Every type of seed, soil, fertilizer and so on is identified with a number, but numbers are reused by each category - that is, soil 123 and fertilizer 123 aren’t necessarily related to each other.
Rather than list every source number and its corresponding destination number one by one, the maps describe entire ranges of numbers that can be converted…
The first line has a destination range start of 50, a source range start of 98, and a range length of 2. This line means that the source range starts at 98 and contains two values: 98 and 99. The destination range is the same length, but it starts at 50, so its two values are 50 and 51. With this information, you know that seed number 98 corresponds to soil number 50 and that seed number 99 corresponds to soil number 51.
Any source numbers that aren’t mapped correspond to the same destination number. So, seed number 10 corresponds to soil number 10.
Available mappings go from seed to location (seed -> soil -> fertilizer -> water -> light -> temperature -> humidity -> location).
Find the lowest location number that corresponds to any of the initial seeds
Ideas of how to approach this problem:
Store seeds numbers as a vector.
Turn each mapping into a function.
Crazy idea: make a “function factory” (https://adv-r.hadley.nz/function-factories.html) to programatically create functions for each mapping using the numbers from each one.
Now I need to generalise this procedure. For this, I have to read all the mappings from the input file as dataframes.
The following pipeline does just that, creating a nested dataframe where the first column is the name of the mapping (e.g. seed-to-soil, soil-to-fertilizer, and so on) and the second column is the mapping itself.
There’s just one problem: the mappings in the column data are not yet parsed as dataframes. They’re currently just vectors, with each item combining the source, destination, and offset into a single string.
To solve this, I’m creating the function chr_to_mapping, which takes these character vectors as input and returns the mapping dataframes I want as output.
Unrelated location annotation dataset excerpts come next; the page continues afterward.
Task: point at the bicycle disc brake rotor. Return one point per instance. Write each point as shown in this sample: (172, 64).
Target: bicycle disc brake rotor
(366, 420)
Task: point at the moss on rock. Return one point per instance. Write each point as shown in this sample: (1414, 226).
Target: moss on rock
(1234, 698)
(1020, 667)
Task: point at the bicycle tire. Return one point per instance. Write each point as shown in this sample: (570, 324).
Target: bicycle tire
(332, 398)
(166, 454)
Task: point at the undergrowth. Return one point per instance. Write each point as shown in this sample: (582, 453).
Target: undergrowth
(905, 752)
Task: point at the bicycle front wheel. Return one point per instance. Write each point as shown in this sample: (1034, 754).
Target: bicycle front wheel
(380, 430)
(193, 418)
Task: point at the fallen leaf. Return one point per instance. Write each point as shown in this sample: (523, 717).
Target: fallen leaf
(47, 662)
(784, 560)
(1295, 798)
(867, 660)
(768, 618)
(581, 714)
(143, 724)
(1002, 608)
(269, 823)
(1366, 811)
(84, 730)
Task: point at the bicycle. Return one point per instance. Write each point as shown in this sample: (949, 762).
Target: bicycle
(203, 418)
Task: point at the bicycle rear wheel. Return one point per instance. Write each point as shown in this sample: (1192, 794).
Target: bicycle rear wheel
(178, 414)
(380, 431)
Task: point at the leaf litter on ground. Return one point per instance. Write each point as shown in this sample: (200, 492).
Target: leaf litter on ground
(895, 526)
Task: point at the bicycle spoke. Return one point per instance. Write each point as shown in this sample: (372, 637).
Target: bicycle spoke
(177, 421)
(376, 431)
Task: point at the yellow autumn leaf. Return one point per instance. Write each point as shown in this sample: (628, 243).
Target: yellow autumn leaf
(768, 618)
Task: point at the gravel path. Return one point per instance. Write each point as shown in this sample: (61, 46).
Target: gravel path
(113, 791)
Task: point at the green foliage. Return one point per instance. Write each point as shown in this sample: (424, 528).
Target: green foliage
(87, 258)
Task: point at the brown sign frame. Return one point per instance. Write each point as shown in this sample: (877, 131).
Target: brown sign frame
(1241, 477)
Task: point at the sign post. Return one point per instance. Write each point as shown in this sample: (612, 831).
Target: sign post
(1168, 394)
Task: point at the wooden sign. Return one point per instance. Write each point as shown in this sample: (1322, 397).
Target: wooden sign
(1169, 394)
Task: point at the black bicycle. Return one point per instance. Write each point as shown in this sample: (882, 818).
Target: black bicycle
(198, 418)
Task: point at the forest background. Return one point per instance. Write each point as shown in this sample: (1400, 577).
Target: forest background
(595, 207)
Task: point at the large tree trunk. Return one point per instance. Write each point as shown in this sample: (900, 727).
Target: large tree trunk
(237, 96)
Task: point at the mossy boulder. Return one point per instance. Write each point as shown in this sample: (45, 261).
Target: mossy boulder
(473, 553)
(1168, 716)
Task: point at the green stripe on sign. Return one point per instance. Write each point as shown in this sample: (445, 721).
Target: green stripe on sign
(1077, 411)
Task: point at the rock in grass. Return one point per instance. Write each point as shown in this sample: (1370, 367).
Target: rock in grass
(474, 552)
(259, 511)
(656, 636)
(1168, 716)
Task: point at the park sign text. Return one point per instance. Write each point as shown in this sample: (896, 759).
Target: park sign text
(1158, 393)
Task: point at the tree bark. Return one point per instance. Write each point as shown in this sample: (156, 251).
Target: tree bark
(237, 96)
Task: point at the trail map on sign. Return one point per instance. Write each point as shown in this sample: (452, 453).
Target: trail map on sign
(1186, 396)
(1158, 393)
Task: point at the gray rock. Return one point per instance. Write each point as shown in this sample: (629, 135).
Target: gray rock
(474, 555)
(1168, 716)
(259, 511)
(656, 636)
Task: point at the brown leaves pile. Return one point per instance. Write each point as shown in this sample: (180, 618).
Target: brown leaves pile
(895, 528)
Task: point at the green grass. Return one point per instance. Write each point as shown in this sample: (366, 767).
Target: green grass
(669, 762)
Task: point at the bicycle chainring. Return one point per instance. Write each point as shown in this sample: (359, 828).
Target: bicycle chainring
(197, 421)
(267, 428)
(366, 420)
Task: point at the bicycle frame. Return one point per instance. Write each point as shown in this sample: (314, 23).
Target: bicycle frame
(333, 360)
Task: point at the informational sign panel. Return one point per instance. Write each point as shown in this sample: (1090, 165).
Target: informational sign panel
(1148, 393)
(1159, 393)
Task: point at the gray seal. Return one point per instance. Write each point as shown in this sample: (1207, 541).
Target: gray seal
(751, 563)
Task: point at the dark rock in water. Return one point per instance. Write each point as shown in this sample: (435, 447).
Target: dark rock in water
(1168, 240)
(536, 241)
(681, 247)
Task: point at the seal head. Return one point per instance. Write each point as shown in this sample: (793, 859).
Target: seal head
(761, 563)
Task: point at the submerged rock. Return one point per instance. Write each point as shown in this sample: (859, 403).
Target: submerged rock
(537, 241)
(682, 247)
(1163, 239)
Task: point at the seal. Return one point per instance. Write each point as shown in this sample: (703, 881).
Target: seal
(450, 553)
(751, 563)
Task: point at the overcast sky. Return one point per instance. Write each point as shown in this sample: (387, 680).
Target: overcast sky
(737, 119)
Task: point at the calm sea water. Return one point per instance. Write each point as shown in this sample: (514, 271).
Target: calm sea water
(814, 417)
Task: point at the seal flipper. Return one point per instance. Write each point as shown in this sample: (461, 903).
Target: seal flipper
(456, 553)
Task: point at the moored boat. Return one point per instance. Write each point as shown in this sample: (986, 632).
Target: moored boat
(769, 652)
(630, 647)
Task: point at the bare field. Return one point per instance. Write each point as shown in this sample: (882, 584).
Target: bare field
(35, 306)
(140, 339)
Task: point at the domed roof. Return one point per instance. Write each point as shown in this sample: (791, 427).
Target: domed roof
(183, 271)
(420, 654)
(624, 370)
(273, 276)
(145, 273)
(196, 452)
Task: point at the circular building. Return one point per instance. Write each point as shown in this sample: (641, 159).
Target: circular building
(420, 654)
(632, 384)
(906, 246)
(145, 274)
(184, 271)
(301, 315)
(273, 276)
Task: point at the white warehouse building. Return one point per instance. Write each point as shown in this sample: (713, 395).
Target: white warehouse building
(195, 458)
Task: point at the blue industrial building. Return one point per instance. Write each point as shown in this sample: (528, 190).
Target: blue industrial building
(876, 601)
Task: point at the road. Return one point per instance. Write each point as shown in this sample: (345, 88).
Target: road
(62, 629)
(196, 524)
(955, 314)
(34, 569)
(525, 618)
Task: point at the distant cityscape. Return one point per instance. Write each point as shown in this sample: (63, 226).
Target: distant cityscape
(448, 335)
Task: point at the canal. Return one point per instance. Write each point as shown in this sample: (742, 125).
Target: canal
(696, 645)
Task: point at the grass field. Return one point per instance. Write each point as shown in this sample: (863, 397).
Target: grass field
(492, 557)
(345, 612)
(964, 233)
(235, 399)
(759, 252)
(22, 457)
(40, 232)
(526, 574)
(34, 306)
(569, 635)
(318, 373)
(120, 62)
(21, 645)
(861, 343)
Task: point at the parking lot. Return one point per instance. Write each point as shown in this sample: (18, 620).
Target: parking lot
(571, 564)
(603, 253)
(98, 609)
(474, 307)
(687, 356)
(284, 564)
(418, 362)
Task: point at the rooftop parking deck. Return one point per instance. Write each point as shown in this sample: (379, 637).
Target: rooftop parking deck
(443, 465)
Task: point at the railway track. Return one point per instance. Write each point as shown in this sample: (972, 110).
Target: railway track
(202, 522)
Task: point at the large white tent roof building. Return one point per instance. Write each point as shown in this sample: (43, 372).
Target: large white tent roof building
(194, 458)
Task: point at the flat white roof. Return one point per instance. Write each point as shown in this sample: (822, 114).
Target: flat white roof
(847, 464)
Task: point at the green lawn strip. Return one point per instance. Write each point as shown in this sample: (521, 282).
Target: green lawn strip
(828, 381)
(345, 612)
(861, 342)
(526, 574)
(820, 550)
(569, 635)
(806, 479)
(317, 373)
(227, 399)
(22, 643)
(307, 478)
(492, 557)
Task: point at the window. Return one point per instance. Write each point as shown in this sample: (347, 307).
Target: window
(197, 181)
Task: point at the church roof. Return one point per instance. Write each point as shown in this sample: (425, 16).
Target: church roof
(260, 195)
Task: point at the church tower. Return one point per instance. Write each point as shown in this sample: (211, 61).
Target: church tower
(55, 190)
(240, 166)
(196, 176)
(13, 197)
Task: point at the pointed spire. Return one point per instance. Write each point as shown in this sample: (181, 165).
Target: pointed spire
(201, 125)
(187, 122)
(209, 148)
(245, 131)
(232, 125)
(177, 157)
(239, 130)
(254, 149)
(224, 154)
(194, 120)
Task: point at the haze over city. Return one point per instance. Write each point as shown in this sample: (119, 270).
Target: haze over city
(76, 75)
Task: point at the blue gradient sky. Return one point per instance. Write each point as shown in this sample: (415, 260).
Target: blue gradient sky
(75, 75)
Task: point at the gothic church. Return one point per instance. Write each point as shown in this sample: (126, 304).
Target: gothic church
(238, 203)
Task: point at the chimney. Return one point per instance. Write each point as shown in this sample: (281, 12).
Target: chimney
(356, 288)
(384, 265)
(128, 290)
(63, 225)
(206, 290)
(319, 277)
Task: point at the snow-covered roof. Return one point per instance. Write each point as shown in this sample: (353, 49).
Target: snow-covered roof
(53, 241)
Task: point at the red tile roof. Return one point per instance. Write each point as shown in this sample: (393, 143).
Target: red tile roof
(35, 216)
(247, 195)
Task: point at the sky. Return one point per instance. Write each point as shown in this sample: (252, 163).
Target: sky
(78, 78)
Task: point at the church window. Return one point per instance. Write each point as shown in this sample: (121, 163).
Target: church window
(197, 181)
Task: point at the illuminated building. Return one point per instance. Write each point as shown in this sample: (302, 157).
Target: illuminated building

Then, I can simply pull the mappings, and starting with the seeds, use the compute_mapping function to apply all the mappings and determine the final location values.
The solution is just the minimum of these location values.
min(values)
[1] 177942185
Part 2
Now it turns out that the seeds are actually RANGES.
The values on the initial seeds: line come in pairs. Within each pair, the first value is the start of the range and the second value is the length of the range. So, in the first line of the example above:
seeds: 79 14 55 13
This line describes two ranges of seed numbers to be planted in the garden. The first range starts with seed number 79 and contains 14 values: 79, 80, …, 91, 92. The second range starts with seed number 55 and contains 13 values: 55, 56, …, 66, 67.
It seems the computational cost/complexity of my solution is going to scale abruptly given this new interpretation of the input.
The first thing I’ll try to do is to represent the ranges as vectors:
I tried (in code that not shown here) to just run my previous code on all_seeds but it just doesn’t work: my computer runs out of memory.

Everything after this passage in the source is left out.